Hi, please see the FAQ thread. @Descobar14 your question is also in the FAQ.

# Lesson 1 Discussion ✅

**astronomy88**(Harold) #1164

In lesson 1 notebook, when we plot the confusion matrix:

```
interp = ClassificationInterpretation.from_learner(learn)
interp.plot_confusion_matrix()
```

Is it using a hold-out set to do it ? Is this set different from the set used to train the model ?

Thanks!

**jfl2**(Jennifer Liu) #1166

Thanks! I kept looking for the method in the learn object - didn’t expect it to be a part of the img!

**skottapa**(Satish Kottapalli) #1167

For resnet, the typical normalization is mean subtraction; no division by std. The mean for ImageNet dataset is

`mean= [103.939, 116.779, 123.68]`

(BGR channels)

**maral**#1168

@tsail good question. When we do one pass we learn which direction to adjust the weights in (up or down) based on the data we have seen and the labels we are trying to tune the network to recognise. The problem is we do not know by how much to adjust the weights. The learning rate represents the size of the adjustment to the weights (i.e. we multiply the weights by the learning rate). A small learning rate makes smaller adjustments to the weights and needs more iterations over the data (epochs) to get to an optimal point. The caveat is the learner can get trapped at various points but let’s not discuss that now as it could lead to confusion. A large learning rate will adjust the weights more aggressively. The next question is why dont we just use large learning rates? If we use a large learning rate we can overshoot the optimal point we are trying to narrow in on and because its large we end up bouncing back and forth without ever narrowing in on the optimal point. So it is common to start with a large learning rate and then gradually decrease it. However this is just one method. There are many methods (automatic and manual) to adjust the learning rate.

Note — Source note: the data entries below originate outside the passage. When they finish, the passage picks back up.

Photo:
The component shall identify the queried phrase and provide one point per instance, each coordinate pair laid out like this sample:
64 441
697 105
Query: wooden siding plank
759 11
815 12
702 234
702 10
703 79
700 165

**Bhuvana_ka**(Bhuvana Kundumani) #1171

Hi, No.

I am working on Colab now and am uploading the data to my google drive and working on it.

**amallya**(Amulya) #1173

Ah ok. AWS is my platform and I have my data in S3. I am getting the same error - KeyError: ‘content-length’.

Thanks.

**akschougule**(Akshay) #1177

Has anyone tried using `mnist_stats`

declared in fastai/vision/ **data.py**

When I try `data.normalize(mnist_stats)`

I get the error mnist_stats not defined. I proceeded with declaring that in my notebook but maybe **data.py** needs to be updated? (the `__all__`

part)

**gurvinder**#1179

Wondering what is the relationship between learning rate and batch size. As in first lecture in the end, I needed to decrease batch size due to memory issue.

**drscotthawley**(Scott H Hawley) #1180

**1cycle policy (beginner-level) questions:**

In Lesson 1, Jeremy said we’d be using the 1cycle policy for scheduling learning rates. I wanted to know more about this method, so I read @sgugger’s excellent tutorial about this, but I got confused about two things:

- Terminology: I know what an “epoch” is, but I found “iterations” used in the tutorial to be confusing, so I want to check: Is an iteration just one loss (and perhaps backpropagation) calculation for one mini-batch? ( Leslie Smith’s paper seemed to use the two words interchangeably in some places, and in other places the terms are clearly are not equivalent. )

This would seem to agree with the definition in this post:

“Iterations is the number of batches needed to complete one epoch”

So…just checking: is this right? Thanks.

- My second question is regarding where Sylvian says…

“Then, the length of this cycle should be slightly less than the total number of epochs”

…but how do you know what the total number of epochs should be, until you actually do the training and monitor the validation loss (i.e. looking for when it starts to flatten out)? Or does he really mean “total number of iterations per epoch”?

(I’m aware the fastaiv1 automates this policy so that we can simply “use it”, but I hope to understand what it’s doing.)

**balnazzar**(Andrea de Luca) #1181

Since that issue of looking at the lowest loss vs strongest (neg) slope confuses many people, maybe the LR finder could plot the derivative of the LR vs. loss function. Then one could tell people just to select its minimum as the ideal learning rate. Some people are not comfortable with the notion of slope per se.

**balnazzar**(Andrea de Luca) #1182

In such case, I would pick something a bit less than 10^-5. Nonetheless, I don’t like that plot. Try with different BSs.

**jeremy**(Jeremy Howard (Admin)) #1183

Yeah I’ve tried that, but it didn’t quite work well. We still don’t have a hard and fast rule - if someone can come up with something that works exactly everytime, that would be great!